Electricity is the “scaffolding of modern society and if it fails, all other critical infrastructure will fail,” Kappenman told National Defense Magazine in February 2012.
If a coronal mass ejection knocked out the entire power grid, it could be catastrophic. In the blink of an eye, much of humanity is catapulted back a century or two, technologically. Massive die-offs ensue as food production dives, waste management disintegrates and water distribution and communication networks fail.

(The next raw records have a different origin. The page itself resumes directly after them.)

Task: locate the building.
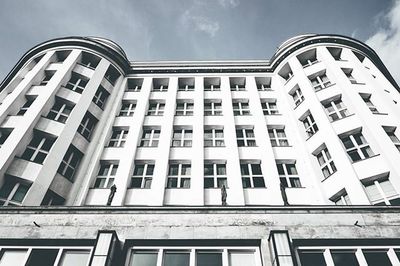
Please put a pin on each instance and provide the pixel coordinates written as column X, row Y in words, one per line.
column 287, row 161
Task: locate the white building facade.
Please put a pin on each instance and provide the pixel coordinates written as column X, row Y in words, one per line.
column 288, row 161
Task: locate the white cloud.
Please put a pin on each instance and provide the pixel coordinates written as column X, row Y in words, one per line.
column 386, row 41
column 200, row 23
column 228, row 3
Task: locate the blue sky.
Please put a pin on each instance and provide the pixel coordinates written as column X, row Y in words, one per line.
column 197, row 29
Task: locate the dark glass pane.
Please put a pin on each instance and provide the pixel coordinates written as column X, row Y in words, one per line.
column 312, row 258
column 209, row 259
column 42, row 257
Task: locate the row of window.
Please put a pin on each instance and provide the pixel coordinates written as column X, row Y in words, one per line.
column 179, row 175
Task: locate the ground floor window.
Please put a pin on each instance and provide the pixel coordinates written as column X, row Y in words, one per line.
column 194, row 256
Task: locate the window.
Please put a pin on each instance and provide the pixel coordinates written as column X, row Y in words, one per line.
column 89, row 60
column 127, row 108
column 251, row 175
column 77, row 83
column 186, row 84
column 13, row 192
column 310, row 125
column 142, row 175
column 38, row 149
column 179, row 175
column 182, row 137
column 70, row 163
column 48, row 74
column 150, row 137
column 356, row 146
column 237, row 84
column 212, row 107
column 27, row 104
column 297, row 95
column 100, row 97
column 118, row 137
column 335, row 109
column 288, row 174
column 382, row 192
column 214, row 136
column 160, row 84
column 390, row 131
column 87, row 125
column 4, row 134
column 367, row 99
column 245, row 137
column 60, row 111
column 184, row 107
column 134, row 85
column 241, row 107
column 277, row 136
column 348, row 72
column 215, row 175
column 156, row 108
column 325, row 161
column 105, row 177
column 212, row 84
column 319, row 81
column 269, row 106
column 263, row 83
column 341, row 198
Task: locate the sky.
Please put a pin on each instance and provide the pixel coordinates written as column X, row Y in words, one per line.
column 198, row 29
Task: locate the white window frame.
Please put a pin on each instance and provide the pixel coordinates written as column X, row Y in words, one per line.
column 156, row 108
column 153, row 141
column 186, row 137
column 180, row 177
column 240, row 107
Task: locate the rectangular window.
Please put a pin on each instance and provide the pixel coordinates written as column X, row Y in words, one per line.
column 150, row 137
column 356, row 146
column 118, row 137
column 70, row 163
column 13, row 192
column 156, row 108
column 277, row 136
column 382, row 192
column 27, row 104
column 179, row 175
column 297, row 96
column 105, row 177
column 212, row 107
column 60, row 111
column 390, row 131
column 310, row 125
column 134, row 85
column 215, row 175
column 38, row 148
column 185, row 84
column 182, row 137
column 367, row 99
column 77, row 83
column 214, row 136
column 319, row 81
column 325, row 161
column 184, row 107
column 240, row 107
column 100, row 97
column 335, row 109
column 251, row 175
column 87, row 125
column 127, row 108
column 245, row 137
column 142, row 175
column 269, row 106
column 288, row 174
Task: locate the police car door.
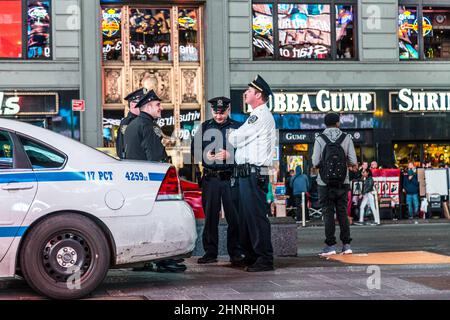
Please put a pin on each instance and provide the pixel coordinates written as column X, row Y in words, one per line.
column 18, row 188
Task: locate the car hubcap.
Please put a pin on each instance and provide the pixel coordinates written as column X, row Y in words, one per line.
column 65, row 254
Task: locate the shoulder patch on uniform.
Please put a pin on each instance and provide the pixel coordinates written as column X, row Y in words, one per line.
column 158, row 131
column 252, row 119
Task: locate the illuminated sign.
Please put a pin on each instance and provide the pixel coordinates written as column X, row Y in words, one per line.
column 111, row 22
column 321, row 102
column 407, row 100
column 29, row 103
column 9, row 106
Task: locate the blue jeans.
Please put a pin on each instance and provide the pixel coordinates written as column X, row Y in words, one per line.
column 412, row 200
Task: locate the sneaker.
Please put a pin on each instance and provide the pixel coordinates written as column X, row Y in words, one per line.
column 346, row 249
column 328, row 251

But some experts think Kappenman’s apocalyptic vision might be overwrought. In a study commissioned by the U.S. Department of Homeland Security, the independent advisory group of scientists called JASON concluded that there are ways to mitigate the power grid’s vulnerability to coronal mass ejections. Finland, for example, has implemented special transformers that allow its electrical grid to deal with geomagnetic storms; after the 1989 blackout, Canada’s Hydro Quebec installed equipment designed to limit a similar situation.
“Because mitigation has not been widely applied to the U.S. electric grid, severe damage is a possibility, but a rigorous risk assessment has not been done,” the JASON report says. “We are not convinced that the worst-case scenario… is plausible.”
If there was a big solar flareup, there’s a decent chance it would occur on a side of the sun facing away from Earth and not affect us. Plus, we’d have a little bit of warning. While the flares take just under nine minutes to reach Earth (same as sunlight), the coronal mass ejections lag behind by a couple of days. At least there might be some time to prepare for the worst.
“There’s always the chance of a big storm, and the potential consequences of a big storm has everyone on the edge of their seats,” William Murtagh, a program coordinator for the the National Oceanic and Atmospheric Administration’s Space Weather Prediction Center told the New York Times in March.